Other times, value isn’t subjective and it isn’t delicate and there is no nuance to it. Value can, at times, be so blatant and so bold that it no longer sneaks up on us and slowly convinces us of its status and its worth. Instead, it walks up to us, looks us in our eyes, boxes our ears, and slaps our face. This is how it is at Folly Lane, and when I sold this lakefront property on Friday for $1.65MM there is no one, anywhere that can dispute the outrageous value that was secured here. This sale doesn’t need all that much context, but because I’m not as kind-spirited as I should be, consider the sale of the REO on Maple Lane from last fall. That buyer paid $1.86MM for a similar lot with a lesser house and a far worse view. That, and this: To get to Folly Lane you get to drive past William Wrigley and Pat Ryan and Richard Driehaus. To get to Maple Lane you get to drive past a convenience store.
The sale at Folly still falls, if at the low end, within our expected range for lakefront parcels of this size. That range, however, is subject to change, and if I have my faculties about me, and I believe I do, I’m looking for that range to change this year. The $16-$18k per front foot range that many lakefront properties have fallen into will, at some point, no longer be relevant. The market is running out of Folly Lanes. That isn’t to say that value will not exist moving forward, as it most certainly will, but it is to say that these sorts of values are bound to show themselves with far less frequency. I expect certain lakefront properties to slip through the cracks and sell at severely discounted prices, but as the Maple Lane sale from last fall proved, it only takes one buyer here and there to pay high prices in order to skew recorded values to the upside.

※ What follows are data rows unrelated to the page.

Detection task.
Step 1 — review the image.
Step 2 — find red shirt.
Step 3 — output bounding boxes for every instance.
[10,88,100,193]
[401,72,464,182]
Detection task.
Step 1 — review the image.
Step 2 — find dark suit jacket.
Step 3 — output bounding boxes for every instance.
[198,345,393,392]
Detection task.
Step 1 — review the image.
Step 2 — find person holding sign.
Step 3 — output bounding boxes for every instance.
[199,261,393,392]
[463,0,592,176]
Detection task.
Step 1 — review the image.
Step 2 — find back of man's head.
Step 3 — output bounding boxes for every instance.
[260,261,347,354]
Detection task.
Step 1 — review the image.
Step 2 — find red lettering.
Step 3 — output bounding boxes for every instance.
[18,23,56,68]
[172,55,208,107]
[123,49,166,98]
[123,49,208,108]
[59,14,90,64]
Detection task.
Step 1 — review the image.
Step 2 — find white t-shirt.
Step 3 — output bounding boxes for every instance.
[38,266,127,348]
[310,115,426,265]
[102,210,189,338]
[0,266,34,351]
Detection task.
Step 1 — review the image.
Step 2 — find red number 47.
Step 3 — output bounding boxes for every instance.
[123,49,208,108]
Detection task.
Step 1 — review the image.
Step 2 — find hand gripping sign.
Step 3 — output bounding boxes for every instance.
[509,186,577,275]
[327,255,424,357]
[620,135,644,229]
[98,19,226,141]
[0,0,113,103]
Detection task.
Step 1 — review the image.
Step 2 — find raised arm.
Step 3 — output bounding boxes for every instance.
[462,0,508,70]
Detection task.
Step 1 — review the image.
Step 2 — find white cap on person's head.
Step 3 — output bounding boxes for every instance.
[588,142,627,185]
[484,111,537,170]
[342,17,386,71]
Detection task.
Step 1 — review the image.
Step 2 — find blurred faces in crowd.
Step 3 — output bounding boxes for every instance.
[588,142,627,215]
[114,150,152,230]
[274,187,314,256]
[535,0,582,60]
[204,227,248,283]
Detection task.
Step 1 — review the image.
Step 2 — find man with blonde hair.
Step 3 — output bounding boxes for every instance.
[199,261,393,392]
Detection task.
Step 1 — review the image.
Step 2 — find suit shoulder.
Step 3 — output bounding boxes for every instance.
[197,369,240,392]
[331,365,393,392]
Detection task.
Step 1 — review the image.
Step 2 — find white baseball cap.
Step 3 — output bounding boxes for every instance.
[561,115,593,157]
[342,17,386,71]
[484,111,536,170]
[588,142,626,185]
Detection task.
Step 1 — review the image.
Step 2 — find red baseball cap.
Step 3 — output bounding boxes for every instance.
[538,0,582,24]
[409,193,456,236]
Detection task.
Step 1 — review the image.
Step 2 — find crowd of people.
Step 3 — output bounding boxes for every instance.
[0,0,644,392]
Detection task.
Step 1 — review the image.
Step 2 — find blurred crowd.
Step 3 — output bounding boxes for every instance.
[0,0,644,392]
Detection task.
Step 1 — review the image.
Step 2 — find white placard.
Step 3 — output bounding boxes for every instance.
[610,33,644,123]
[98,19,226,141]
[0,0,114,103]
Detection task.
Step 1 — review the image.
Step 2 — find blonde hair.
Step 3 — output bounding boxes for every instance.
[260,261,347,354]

For now, we should congratulate the buyer of Folly for his discernment. Many buyers passed on this home because it didn’t have the polish that other homes have, and those in the market who are attracted to shiny objects didn’t find Folly all that enticing. I’d suggest that those buyers simply looked in the wrong place for all that glitters. They looked in the kitchen and they looked in the bathrooms and then they went downstairs and they looked around there and when they were done looking they still hadn’t found anything so they walked outside and sat down in their cars and drove away. The buyer who captured this value did so because he knew the only thing that needs to sparkle was right out at the edge of that 101′ wide front yard.